It is required to minimize the quadratic function
$f(\mathbf{x}) = \mathbf{x}^T Q \mathbf{x} + b^T \mathbf{x} + c $
Subject to the quadratic constraint
$ g(\mathbf{x}) = \mathbf{x}^T C \mathbf{x} + d^T \mathbf{x} + e = 0$
where $\mathbf{x} \in \mathbb{R}^n$, and it is assumed that matrix $C$ is positive definite.

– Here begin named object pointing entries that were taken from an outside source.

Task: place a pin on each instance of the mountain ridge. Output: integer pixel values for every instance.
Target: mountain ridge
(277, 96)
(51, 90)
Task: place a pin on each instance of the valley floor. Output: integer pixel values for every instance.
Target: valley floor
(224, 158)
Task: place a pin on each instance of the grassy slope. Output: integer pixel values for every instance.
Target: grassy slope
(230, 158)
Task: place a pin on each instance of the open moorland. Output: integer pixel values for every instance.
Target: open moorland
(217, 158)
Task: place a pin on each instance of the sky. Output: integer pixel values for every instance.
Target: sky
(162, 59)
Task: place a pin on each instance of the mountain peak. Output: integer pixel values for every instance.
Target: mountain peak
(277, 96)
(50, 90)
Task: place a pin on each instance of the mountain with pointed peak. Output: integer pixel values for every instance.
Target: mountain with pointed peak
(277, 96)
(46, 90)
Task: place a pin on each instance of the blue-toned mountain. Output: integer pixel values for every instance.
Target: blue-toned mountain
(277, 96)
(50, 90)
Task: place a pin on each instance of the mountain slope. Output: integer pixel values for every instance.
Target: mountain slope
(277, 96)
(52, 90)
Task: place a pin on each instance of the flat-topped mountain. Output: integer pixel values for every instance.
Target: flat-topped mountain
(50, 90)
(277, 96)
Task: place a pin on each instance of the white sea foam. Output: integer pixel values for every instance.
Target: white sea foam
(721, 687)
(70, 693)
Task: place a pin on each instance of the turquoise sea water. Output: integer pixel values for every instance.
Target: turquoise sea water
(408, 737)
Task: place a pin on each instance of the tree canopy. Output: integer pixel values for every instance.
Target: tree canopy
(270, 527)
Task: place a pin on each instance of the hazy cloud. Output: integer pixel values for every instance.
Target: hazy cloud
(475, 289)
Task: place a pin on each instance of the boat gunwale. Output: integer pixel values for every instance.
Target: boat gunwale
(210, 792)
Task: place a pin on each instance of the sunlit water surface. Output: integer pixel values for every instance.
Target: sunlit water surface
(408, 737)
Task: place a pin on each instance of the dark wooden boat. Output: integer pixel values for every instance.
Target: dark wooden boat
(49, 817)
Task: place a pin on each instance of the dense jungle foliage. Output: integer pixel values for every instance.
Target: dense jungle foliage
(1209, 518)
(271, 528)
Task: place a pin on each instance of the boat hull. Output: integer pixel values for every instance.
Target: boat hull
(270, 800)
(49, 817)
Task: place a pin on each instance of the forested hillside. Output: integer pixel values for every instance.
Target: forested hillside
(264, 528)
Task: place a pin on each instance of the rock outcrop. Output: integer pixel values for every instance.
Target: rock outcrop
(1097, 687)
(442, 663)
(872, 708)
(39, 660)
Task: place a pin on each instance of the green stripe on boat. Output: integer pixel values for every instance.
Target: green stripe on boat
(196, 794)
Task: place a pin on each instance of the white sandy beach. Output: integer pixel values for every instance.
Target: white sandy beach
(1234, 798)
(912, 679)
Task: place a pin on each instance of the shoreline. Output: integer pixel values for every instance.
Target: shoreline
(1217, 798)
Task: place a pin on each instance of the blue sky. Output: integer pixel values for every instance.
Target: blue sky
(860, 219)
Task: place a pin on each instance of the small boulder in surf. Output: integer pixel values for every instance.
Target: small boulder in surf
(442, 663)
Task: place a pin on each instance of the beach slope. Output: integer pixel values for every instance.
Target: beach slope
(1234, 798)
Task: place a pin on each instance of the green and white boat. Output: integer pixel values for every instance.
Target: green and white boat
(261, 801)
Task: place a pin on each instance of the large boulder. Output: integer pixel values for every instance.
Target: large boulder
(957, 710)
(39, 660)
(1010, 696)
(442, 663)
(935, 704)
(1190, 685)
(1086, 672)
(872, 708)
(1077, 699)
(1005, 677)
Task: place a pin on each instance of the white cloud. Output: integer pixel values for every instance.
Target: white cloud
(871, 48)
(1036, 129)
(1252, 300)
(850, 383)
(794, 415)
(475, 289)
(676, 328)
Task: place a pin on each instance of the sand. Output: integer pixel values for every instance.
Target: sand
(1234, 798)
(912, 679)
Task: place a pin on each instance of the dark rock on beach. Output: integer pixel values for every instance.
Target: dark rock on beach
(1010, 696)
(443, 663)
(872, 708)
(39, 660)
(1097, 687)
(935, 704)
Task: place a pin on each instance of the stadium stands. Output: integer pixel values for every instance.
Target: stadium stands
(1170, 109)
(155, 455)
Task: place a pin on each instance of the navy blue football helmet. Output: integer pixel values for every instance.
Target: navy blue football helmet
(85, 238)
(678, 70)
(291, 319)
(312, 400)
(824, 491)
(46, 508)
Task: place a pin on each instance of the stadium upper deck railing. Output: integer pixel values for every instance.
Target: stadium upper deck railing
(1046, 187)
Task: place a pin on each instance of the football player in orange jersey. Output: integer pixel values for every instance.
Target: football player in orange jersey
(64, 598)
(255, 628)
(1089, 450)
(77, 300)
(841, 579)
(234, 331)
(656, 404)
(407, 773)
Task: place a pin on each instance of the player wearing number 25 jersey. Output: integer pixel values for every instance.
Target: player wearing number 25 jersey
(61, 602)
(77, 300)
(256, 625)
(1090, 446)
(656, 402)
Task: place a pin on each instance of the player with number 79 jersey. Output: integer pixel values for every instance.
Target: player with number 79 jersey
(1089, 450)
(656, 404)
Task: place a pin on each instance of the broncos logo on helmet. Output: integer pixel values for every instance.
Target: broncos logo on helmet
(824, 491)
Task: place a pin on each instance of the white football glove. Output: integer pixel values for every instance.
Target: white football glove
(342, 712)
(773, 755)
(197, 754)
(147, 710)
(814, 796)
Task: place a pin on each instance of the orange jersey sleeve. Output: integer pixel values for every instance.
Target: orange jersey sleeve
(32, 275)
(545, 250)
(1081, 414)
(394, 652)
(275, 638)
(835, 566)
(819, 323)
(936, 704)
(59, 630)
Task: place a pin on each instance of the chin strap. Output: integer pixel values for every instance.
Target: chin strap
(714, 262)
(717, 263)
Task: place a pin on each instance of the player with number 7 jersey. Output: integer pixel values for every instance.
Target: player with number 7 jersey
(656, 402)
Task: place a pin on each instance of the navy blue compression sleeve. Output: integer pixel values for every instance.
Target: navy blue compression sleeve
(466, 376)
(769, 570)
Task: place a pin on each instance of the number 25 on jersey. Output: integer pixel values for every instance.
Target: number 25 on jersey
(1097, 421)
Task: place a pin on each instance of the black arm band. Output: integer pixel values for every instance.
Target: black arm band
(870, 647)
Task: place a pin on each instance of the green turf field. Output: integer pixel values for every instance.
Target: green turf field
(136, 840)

My approach is based on the Lagrange multiplier method, so I define
$ L(\mathbf{x}) = f(\mathbf{x}) + \lambda \ g(\mathbf{x}) $
Then we want
$ \nabla L = \nabla f + \lambda \nabla g = \mathbf{0}$
which translates into
$ \nabla L = \mathbf{0} = 2 Q \mathbf{x} + b + \lambda \ (2 C \mathbf{x} + d ) $
I am not sure how to proceed from this point. One way I can think of is to isolate $\mathbf{x}$,
$\mathbf{x} = - ( 2 Q + 2 \lambda C )^{-1} (b + \lambda d ) $
Substituting this into $g(\mathbf{x}) = 0 $ gives
$ (b + \lambda \ d )^T ( 2Q + 2 \lambda C )^{-1} C ( 2 Q + 2 \lambda C)^{-1} (b + \lambda \ d ) - d^T (2 Q + 2 \lambda C )^{-1} (b + \lambda d ) + e = 0 $
But I have no idea how I would solve for $\lambda$ from this equation. Would it possible to apply the matrix inversion lemma (Woodbury matrix identity) to simplify this equation ?
Another way to go, which I think is better, is to eliminate $\lambda$
We have
$\mathbf{0} = 2 Q \mathbf{x} + b + \lambda \ (2 C \mathbf{x} + d ) $
So,
$ 2 Q \mathbf{x} + b = -\lambda \ (2 C \mathbf{x} + d ) $
If we define
$ E_j = e_1 e_j^T - e_j e_1^T, \ j = 2,3, \dots , n $
Then
$ (2 Q \mathbf{x} + b )^T E_j (2 C \mathbf{x} + d) = 0 , \ j = 2, 3, \dots, n$
This is a quadratic system of $(n-1)$ quadratic equation in the unknown vector $\mathbf{x} \in \mathbf{R}^n$, in addition to these, we have the $n$-th equation which is $g(\mathbf{x}) = 0 $.
Now we can use a quadratic system solver to obtain all possible solutions. (Mathematica should be able to solve this system). Having obtained all the possible solutions, we select the one that gives the minimum value of $f(\mathbf{x})$. I appreciate your comments, hints, and alternative solutions.